3. De typekeuze van sprinklers voor natte systemen moet aan de volgende eisen voldoen:
1) Op plaatsen waar geen muur aanwezig is, als de waterverdeelleiding onder de balk is aangebracht, moet de verticale sprinklerkop worden gebruikt;
2) De onder het systeemplafond aangebrachte sprinklers moeten doorhangende sprinklers of systeemplafondsprinklers zijn;
3) Als horizontaal vlak kan het dak van woongebouwen, slaapzalen, hotelkamers, medische gebouwafdelingen en kantoren met lichte en middelmatige gevarenklasse I zijwandsprinklers gebruiken;
4) Voor de delen die niet gemakkelijk in botsing kunnen komen, moet de sprinkler met beschermkap of de plafondsprinkler worden gebruikt;
5) Waar het dak een horizontaal vlak is en er geen barrières zoals balken en ventilatiekanalen zijn die de sprinklerberegening beïnvloeden, kan de sprinkler met uitgebreid dekkingsgebied worden gebruikt;
6) Woongebouwen, slaapzalen, appartementen en andere niet-woongebouwen moeten gebruik maken van huishoudelijke sprinklers;
7) Verborgen sprinklers mogen niet worden gebruikt; Als het nodig is om het te gebruiken, mag het alleen worden gebruikt op plaatsen met lichte en middelmatige gevarenklasse I.

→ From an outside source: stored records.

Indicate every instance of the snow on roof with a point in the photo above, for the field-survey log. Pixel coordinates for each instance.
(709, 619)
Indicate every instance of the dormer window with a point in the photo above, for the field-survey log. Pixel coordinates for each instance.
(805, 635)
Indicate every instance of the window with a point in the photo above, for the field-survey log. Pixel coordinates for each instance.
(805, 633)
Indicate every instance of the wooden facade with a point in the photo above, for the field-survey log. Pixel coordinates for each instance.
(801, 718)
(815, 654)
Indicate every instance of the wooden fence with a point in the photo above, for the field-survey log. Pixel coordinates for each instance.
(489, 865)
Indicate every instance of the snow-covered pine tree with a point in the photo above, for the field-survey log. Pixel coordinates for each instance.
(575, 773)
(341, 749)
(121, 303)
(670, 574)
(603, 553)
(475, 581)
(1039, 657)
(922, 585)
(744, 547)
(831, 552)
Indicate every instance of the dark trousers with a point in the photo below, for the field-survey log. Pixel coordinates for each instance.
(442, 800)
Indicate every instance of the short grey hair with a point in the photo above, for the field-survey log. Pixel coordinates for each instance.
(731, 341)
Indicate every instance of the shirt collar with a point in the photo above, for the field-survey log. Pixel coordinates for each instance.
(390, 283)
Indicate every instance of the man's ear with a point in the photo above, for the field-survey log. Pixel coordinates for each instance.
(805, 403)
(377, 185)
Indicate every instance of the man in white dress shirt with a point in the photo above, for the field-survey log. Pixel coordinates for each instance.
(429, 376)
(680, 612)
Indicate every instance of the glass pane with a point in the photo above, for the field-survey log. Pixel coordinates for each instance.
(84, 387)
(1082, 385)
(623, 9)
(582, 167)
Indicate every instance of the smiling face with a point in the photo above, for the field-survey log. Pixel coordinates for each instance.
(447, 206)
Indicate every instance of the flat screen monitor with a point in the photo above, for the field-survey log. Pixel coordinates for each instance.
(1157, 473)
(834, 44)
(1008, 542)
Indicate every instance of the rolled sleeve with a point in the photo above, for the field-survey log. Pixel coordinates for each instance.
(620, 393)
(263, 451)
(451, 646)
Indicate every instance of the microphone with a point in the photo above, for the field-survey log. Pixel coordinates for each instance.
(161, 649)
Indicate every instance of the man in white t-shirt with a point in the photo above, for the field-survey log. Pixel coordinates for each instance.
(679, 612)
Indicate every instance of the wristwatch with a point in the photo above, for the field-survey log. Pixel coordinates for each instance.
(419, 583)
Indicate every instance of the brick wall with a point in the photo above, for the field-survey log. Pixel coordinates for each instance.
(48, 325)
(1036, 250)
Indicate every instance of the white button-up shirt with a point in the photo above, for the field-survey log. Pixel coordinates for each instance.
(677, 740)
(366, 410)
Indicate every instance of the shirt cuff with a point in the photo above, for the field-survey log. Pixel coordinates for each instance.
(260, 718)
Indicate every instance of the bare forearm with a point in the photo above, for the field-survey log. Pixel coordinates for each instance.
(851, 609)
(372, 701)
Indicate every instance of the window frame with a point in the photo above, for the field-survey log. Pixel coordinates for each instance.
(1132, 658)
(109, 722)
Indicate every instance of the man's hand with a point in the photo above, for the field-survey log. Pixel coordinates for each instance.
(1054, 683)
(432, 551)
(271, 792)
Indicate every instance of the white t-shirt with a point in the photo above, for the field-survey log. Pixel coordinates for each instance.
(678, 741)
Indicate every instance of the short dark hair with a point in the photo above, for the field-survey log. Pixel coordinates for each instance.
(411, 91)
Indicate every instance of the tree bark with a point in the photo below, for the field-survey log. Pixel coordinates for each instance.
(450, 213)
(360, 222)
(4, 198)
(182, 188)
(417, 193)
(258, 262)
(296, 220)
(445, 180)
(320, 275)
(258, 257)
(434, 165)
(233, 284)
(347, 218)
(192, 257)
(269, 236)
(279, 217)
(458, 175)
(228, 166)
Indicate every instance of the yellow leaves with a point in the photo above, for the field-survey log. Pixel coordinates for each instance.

4. Het droge systeem en het pre-actiesysteem maken gebruik van de verticale sprinkler of de droge hangende sprinkler.
5. De mondstukkeuze van het watergordijnsysteem moet aan de volgende eisen voldoen:
1) Het brandscheidingswatergordijn moet een open sprinkler of een watergordijnsproeier gebruiken;
2) Het beschermende koelwatergordijn moet het watergordijnmondstuk aannemen.
6. De zijwandsproeierkop kan worden gebruikt voor het handmatige watersproeiende beschermende koelsysteem.
7. Op de volgende plaatsen moeten snel reagerende sprinklers worden gebruikt. Als er snel reagerende sprinklers worden gebruikt, moet het systeem als een nat systeem worden beschouwd.
1) Openbare uitgaansgelegenheden en atriumgangen;
2) Afdelingen en behandelruimtes van ziekenhuizen en sanatoria, en collectieve activiteitenplekken voor ouderen, kinderen en gehandicapten;
3) Vloeren die de watertoevoerhoogte van de brandpompadapter overschrijden;
4) Ondergrondse commerciële plaatsen.
8. In hetzelfde compartiment moeten sprinklers met een vergelijkbare thermische gevoeligheid worden gebruikt.
9. Soortgelijke sprinklers moeten worden gebruikt in het beschermingsgebied van het overstromingssysteem.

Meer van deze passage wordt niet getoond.